We drove over to Short's microbrewery in nearby Bellaire for dinner once more. Again, not as crowded as it'd been during the last visit, so we didn't have as much trouble finding a place to sit. Good food, good beers.
We stayed at the Hampton Inn in Traverse City Sunday night. It's located across the road from the east arm of Grand Traverse Bay (part of Lake Michigan); how cool is that? We took advantage of the nearby pedestrian overpass to cross the road and walk along the beach for awhile.
The pedestrian overpass is for the benefit of campers staying at the Keith J. Charters Traverse City State Park, down the road from the hotel. As we passed the park entrance on our way to the pedestrian overpass, we saw a sign advertising trick-or-treating at the park. It was to occur sometime that day, I think; nice bonus for families staying there that weekend!
We drove up to Petoskey Monday. More window shopping, although I did buy a used book at the Petoskey Public Library. (always good to support those institutions!)I was also intrigued by a particular category of items being sold at Meyer Home & Hardware: supplies for maple sugaring. That's not something I've typically seen in hardware stores.
One year when our daughter was grade school, she learned about maple sugaring. As part of the lesson, she was told that although sugar maples are the type typically tapped, other maples can be tapped as well. We have a huge silver maple tree in our backyard, and I've thought from time to time that it'd be fun to tap it and make my own maple syrup. Was tempted to buy the supplies I saw at Meyer Home & Hardware, but decided I'd better read up on maple syruping before I purchased the equipment.
Did manage to take a couple of photos around downtown Petoskey:
This sign was outside a home interior store, naturally to encourage people to update their decors. In my case, a current remodeling of two rooms will give me a reason to "evolve our home".

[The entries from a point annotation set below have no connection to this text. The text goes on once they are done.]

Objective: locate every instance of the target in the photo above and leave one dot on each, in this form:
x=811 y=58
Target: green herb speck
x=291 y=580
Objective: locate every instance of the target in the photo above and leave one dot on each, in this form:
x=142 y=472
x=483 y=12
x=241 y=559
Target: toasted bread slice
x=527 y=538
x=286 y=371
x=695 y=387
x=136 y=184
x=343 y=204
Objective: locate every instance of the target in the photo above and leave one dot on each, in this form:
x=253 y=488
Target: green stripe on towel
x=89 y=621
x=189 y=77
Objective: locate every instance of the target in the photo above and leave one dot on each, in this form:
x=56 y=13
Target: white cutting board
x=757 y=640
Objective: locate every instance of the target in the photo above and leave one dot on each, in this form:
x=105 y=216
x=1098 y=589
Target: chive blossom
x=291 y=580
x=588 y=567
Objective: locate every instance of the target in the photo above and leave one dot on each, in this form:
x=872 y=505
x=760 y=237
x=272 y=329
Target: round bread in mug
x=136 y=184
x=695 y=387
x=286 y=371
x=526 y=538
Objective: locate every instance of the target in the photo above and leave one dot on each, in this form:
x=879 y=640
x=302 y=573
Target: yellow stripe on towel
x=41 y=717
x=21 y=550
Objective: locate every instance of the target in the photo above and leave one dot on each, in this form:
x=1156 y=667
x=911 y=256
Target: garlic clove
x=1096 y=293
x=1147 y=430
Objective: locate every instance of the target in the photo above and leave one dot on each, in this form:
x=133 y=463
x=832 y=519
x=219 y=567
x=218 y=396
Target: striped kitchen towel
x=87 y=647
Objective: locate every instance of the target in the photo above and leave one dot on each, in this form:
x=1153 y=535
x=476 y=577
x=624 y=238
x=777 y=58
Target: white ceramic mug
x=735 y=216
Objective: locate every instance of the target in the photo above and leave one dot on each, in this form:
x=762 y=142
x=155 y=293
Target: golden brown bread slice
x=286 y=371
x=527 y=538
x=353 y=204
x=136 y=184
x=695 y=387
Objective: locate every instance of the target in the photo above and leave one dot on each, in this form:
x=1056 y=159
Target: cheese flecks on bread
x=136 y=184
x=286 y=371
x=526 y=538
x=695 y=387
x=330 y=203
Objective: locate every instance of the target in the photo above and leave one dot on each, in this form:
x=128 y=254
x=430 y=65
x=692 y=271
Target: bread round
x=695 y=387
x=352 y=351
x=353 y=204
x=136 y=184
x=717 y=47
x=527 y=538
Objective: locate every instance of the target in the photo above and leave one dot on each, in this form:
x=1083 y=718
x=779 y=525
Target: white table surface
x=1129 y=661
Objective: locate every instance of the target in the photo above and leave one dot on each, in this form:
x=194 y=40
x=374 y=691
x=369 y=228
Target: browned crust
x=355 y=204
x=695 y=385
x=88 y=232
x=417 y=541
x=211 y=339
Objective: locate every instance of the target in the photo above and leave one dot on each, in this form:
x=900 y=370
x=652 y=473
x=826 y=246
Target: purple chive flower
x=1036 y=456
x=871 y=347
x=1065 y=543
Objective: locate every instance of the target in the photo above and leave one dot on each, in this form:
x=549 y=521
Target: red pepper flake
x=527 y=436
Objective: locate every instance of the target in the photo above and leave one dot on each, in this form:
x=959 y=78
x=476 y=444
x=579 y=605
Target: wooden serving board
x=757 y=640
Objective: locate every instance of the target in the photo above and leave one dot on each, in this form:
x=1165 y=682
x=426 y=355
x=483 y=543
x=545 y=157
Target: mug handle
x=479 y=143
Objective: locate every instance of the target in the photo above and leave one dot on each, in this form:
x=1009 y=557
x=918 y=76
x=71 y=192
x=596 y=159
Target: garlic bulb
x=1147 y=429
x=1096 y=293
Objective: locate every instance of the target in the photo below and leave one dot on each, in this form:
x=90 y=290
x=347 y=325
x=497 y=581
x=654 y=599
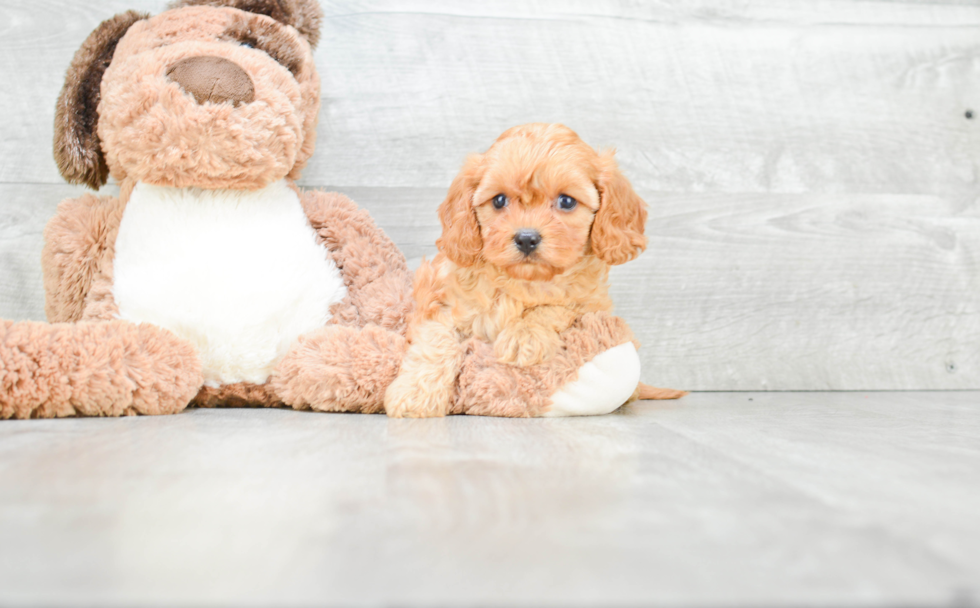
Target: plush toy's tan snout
x=213 y=79
x=215 y=94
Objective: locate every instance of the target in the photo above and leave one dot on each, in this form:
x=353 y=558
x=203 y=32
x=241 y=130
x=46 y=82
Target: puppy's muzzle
x=527 y=240
x=213 y=79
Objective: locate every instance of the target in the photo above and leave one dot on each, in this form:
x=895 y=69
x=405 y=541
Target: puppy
x=530 y=229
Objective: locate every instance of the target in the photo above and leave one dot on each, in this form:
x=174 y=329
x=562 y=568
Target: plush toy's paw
x=339 y=369
x=603 y=384
x=525 y=344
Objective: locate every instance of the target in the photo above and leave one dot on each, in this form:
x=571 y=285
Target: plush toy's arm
x=379 y=284
x=78 y=240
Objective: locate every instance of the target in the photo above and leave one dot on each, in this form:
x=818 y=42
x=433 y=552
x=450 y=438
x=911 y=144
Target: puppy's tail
x=651 y=392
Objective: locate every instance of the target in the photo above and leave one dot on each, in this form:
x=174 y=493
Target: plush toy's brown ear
x=77 y=148
x=617 y=230
x=461 y=241
x=304 y=15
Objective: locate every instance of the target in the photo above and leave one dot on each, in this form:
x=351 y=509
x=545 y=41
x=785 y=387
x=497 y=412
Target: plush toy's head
x=212 y=94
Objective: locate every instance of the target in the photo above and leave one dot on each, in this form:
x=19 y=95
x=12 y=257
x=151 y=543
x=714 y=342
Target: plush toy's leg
x=340 y=369
x=108 y=368
x=594 y=372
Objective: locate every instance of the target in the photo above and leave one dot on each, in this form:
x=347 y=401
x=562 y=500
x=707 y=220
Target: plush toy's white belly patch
x=239 y=274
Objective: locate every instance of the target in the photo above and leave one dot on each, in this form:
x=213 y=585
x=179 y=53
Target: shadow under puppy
x=212 y=278
x=512 y=317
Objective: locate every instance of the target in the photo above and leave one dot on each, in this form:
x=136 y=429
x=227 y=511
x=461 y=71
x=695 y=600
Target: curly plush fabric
x=110 y=368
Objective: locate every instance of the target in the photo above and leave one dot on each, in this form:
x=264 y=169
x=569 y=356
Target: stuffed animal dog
x=512 y=317
x=211 y=279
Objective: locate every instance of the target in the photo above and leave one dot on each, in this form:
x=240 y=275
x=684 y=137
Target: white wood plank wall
x=810 y=165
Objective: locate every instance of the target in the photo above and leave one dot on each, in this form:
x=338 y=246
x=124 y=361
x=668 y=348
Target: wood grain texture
x=719 y=499
x=812 y=175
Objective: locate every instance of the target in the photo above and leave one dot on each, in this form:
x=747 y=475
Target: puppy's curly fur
x=530 y=229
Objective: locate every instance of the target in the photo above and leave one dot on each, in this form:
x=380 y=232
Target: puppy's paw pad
x=603 y=384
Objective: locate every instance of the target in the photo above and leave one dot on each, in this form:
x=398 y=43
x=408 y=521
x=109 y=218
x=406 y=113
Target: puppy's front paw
x=406 y=398
x=525 y=344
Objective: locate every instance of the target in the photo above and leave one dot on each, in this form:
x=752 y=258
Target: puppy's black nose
x=527 y=240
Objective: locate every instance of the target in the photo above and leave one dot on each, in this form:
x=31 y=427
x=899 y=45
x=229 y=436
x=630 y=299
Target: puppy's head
x=538 y=201
x=212 y=93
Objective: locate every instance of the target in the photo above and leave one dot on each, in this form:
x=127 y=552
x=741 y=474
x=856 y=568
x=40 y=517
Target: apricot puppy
x=530 y=229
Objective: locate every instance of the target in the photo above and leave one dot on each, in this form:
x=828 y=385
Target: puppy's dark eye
x=566 y=203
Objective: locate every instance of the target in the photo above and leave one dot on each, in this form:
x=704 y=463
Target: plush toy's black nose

Fall decor was evident outside many of the businesses:
Also saw corn shocks, scarecrows and more. I admit, I'm too cheap to go whole hog when it comes to decorating with pumpkins, gourds, corn and the like, but I enjoy seeing others' fall displays!
Since we weren't too far from the Straits of Mackinac, my husband decided we ought to drive up there to see one of the enduring symbols of the state of Michigan:
For those readers not familiar with the above structure, it's the Mackinac Bridge, whose five mile length connects the Upper and Lower Peninsulas of Michigan (the land mass seen in the photo is the Upper Peninsula). Before the bridge opened in 1957, car ferries were the typical means of crossing the Straits of Mackinac. (and again, for those not familiar with the region, the Straits of Mackinac is a narrow waterway of Great Lakes Michigan and Huron).
Here's a longer view of the bridge:
It's pretty awesome to behold! We've been on it many times, but didn't cross over to the Upper Peninsula this day. Instead, we walked around on the waterfront park, which is part of the Fort Michilimackinac State Park.
The main feature of this state park is the reconstructed 18th C fort. Saw a banner near its entrance advertising "Fort Fright", two evenings of scary activities this coming weekend. It'd be a perfect setting for that sort of thing, I bet! If I lived there I'd certainly think it was worth checking out.
Turning our attention away from the bridge, we saw this:
Also part of the state park is the Old Mackinac Point Lighthouse. The fog signal dates from 1890 and the lighthouse was added a couple of years later. Deactivation occurred after 1957 after the Mackinac Bridge was opened. The bridge is lighted at night, so it became the "lighthouse" of the straits.
Old Mackinac Point Lighthouse became part of Fort Michilimackinac State Park in 1960. Like the fort, it's open for tours, but it was getting late in the afternoon, so we opted for photos instead.
Headed back toward Cadillac and spent the night there. No lakeside view at the Hampton Inn there, but we were fortunate in that the local farmer's market was in operation the next morning. It's smaller than the one in our town, but we still got some great deals on broccoli and hot peppers.
It had been a short trip, but still a nice one!